Ring Shout, Wheel About
About the BookIn this ambitious project, historian Katrina Thompson examines the conceptualization and staging of race through the performance, sometimes coerced, of black dance from the slave ship to the minstrel stage. She shows how these performances informed white European and American understandings of race, influenced interactions between whites and blacks, and often held conflicting meanings in enslaved people's lives.

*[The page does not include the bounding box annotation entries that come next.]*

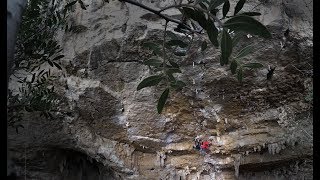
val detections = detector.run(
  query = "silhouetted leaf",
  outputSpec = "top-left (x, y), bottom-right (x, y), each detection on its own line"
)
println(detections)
top-left (166, 39), bottom-right (188, 48)
top-left (222, 0), bottom-right (230, 17)
top-left (169, 60), bottom-right (179, 68)
top-left (223, 16), bottom-right (271, 38)
top-left (239, 12), bottom-right (261, 16)
top-left (201, 41), bottom-right (208, 51)
top-left (173, 51), bottom-right (187, 56)
top-left (64, 0), bottom-right (77, 9)
top-left (16, 124), bottom-right (24, 134)
top-left (183, 7), bottom-right (207, 29)
top-left (167, 74), bottom-right (176, 82)
top-left (48, 60), bottom-right (53, 67)
top-left (170, 80), bottom-right (186, 90)
top-left (232, 33), bottom-right (243, 47)
top-left (52, 55), bottom-right (64, 61)
top-left (230, 60), bottom-right (238, 74)
top-left (142, 42), bottom-right (162, 55)
top-left (31, 73), bottom-right (36, 83)
top-left (53, 62), bottom-right (62, 70)
top-left (143, 57), bottom-right (162, 67)
top-left (243, 63), bottom-right (263, 69)
top-left (209, 0), bottom-right (225, 10)
top-left (237, 67), bottom-right (243, 82)
top-left (167, 68), bottom-right (181, 74)
top-left (206, 19), bottom-right (219, 47)
top-left (221, 30), bottom-right (232, 64)
top-left (157, 88), bottom-right (169, 114)
top-left (235, 45), bottom-right (254, 59)
top-left (137, 75), bottom-right (163, 91)
top-left (234, 0), bottom-right (246, 15)
top-left (166, 31), bottom-right (180, 39)
top-left (78, 0), bottom-right (87, 10)
top-left (199, 3), bottom-right (208, 10)
top-left (24, 106), bottom-right (33, 112)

Drawing on travel journals, slave narratives, popular literature, and historical sources, Thompson explicates how black dance was used by whites to justify enslavement, perpetuate the existing racial hierarchy, and mask the brutality of the domestic slave trade. Whether on slave ships, at the auction block, or on plantations, whites often used coerced performances to oppress and demean the enslaved.
As Thompson explains, however, blacks' "backstage" dance often served quite a different purpose. Through creolization and other means, enslaved people preserved some native musical and dance traditions and invented or adopted new traditions that built community and even aided rebellion.Thompson shows how these traditions evolved into nineteenth-century minstrelsy and, ultimately, raises the question of whether today's mass media performances and depictions of African Americans are so very far removed from their troublesome roots.
About the AuthorKatrina Dyonne Thompson is an associate professor of history and African American studies at St. Louis University.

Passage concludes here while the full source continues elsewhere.